Dijkstra’s algorithm to compute the shortest paths from a given source vertex s in O ((V+E) log W) time

Question

G (V, E) is a weighted, directed graph with non negative weight function W : E -> {0, 1, 2, 3, 4... W } where W is any non negative integer. I want to modify the Dijkstra's algorithm to compute the shortest paths from a given source vertex s in O ((V+E) log W) time.

Answer 1

Let's take a standard Dijkstra's algorithm with a priority queue and change it a little bit:

1. We'll have a map from an int (a distance) to a vector to keep all vertices with the given distance.

2. We'll pop the element from the first vector to get the current vertex at each iteration and delete a key if the vector becomes empty.

3. We'll push an element to a corresponding vector when we add it to the queue.

There are at most W + 1 different keys in the map at any point.
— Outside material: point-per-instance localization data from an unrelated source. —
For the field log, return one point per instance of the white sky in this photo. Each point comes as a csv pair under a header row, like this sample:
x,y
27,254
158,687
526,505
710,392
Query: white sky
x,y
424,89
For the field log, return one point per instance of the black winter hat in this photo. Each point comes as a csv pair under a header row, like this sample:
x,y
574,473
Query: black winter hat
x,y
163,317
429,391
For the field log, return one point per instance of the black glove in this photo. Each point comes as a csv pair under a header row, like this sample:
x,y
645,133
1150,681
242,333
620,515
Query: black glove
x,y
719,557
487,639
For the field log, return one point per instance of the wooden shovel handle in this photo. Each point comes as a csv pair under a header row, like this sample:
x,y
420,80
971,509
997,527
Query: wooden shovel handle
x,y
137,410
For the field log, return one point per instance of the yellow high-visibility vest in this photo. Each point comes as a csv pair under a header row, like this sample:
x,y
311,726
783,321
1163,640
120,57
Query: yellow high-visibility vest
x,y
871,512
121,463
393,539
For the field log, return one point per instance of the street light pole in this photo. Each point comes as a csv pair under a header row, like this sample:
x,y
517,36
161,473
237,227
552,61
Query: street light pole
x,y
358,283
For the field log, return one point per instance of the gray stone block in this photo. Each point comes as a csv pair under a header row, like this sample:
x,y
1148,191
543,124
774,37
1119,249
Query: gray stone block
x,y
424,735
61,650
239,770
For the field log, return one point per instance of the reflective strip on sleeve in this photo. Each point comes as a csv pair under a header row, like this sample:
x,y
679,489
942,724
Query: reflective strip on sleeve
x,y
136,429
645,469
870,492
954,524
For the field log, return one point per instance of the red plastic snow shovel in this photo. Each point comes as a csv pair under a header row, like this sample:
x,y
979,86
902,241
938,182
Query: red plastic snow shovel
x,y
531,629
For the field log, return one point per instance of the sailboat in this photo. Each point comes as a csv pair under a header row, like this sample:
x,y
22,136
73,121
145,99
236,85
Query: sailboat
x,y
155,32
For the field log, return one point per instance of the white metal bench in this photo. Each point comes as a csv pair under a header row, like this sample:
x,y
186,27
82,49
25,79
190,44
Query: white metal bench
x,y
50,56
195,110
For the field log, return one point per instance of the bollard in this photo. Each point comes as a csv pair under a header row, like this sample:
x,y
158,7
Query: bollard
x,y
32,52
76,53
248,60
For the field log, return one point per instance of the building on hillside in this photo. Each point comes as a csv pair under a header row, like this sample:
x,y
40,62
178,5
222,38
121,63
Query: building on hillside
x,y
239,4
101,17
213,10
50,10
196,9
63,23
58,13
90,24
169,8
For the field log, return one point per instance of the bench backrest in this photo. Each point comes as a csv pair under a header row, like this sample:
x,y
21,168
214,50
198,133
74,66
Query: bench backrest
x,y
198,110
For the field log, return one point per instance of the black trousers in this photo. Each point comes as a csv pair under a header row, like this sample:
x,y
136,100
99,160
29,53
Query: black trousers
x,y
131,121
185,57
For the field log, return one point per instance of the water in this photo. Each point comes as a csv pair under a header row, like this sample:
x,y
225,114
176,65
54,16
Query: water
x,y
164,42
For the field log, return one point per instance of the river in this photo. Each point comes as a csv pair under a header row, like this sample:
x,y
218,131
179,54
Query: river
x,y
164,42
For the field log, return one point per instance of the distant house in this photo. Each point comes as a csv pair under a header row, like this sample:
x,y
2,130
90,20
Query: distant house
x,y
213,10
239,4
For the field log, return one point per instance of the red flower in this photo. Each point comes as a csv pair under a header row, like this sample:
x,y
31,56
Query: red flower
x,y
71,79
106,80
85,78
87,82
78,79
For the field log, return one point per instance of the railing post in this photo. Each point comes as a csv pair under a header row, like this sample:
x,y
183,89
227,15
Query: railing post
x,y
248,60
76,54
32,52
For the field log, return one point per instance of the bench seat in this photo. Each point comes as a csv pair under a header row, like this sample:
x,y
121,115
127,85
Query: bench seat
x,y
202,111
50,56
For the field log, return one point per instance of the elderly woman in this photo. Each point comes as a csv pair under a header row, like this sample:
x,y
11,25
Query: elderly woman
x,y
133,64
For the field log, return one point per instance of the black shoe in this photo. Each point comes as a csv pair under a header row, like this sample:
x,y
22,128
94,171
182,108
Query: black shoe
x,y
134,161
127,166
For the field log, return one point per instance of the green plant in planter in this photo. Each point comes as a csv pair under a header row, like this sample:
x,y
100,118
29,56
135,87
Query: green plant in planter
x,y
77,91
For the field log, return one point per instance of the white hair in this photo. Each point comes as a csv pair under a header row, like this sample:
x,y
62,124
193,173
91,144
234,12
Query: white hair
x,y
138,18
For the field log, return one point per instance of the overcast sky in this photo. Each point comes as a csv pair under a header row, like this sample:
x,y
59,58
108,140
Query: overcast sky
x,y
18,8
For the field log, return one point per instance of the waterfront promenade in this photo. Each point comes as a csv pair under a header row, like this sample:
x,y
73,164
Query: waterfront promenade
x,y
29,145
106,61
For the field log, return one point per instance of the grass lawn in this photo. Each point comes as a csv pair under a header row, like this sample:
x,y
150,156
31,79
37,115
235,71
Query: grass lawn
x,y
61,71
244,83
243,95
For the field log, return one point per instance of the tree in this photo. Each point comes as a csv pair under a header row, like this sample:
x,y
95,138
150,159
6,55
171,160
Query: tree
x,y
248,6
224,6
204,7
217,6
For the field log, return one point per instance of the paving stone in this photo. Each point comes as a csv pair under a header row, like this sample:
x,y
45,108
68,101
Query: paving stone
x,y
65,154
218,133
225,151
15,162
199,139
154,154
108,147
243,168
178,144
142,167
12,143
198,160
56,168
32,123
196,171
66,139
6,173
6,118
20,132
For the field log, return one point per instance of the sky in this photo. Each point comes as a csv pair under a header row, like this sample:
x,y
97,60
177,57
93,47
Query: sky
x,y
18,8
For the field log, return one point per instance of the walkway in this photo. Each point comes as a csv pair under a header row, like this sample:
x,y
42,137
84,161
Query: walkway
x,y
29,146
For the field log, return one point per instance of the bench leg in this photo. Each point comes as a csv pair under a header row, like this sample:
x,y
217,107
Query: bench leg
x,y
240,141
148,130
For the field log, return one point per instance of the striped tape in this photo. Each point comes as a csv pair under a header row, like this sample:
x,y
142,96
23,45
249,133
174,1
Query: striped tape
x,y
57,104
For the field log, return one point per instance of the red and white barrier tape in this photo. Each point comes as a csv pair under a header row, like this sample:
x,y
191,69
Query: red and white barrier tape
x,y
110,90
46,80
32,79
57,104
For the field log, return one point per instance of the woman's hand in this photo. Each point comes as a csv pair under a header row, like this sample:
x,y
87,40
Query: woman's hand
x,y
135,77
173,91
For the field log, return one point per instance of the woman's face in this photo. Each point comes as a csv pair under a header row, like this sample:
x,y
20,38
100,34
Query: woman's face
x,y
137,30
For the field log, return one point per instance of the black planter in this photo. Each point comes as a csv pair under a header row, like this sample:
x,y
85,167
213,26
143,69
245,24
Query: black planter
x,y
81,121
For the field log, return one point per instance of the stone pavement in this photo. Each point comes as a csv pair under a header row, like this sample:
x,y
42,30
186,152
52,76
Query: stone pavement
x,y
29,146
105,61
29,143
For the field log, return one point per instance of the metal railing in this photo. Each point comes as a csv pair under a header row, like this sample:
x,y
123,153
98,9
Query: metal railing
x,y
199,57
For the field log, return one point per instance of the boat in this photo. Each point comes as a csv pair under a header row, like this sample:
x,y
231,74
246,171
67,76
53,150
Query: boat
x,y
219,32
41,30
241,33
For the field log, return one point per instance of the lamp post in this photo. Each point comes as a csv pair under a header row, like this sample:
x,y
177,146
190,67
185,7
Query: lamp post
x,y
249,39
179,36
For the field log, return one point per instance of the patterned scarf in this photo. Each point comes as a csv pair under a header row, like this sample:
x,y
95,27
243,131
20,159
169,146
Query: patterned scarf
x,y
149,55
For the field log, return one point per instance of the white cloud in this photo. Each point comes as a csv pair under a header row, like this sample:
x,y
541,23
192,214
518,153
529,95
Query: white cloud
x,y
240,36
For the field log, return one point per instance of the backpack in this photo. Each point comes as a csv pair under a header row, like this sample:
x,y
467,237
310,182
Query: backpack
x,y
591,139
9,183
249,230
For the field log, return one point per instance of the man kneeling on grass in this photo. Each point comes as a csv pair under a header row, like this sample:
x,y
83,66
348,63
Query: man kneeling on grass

Why? Let v be the current vertex and d[v] be its distance. All keys less than d[v] were deleted. Any undiscovered vertex is not in the map. For any discovered vertex u d[u] <= d[v] + max_edge_lenght = d[v] + W . Thus, any key in the map must be in the [d[v], d[v] + W] range.

The size of the map is O(W) so every operation with works in O(log W) time (pushing/popping an element from the vector is O(1) ).

Of course, it's useful only as long as W is relatively small (otherwise, you can go with a standard O((V + E) log V) implementation).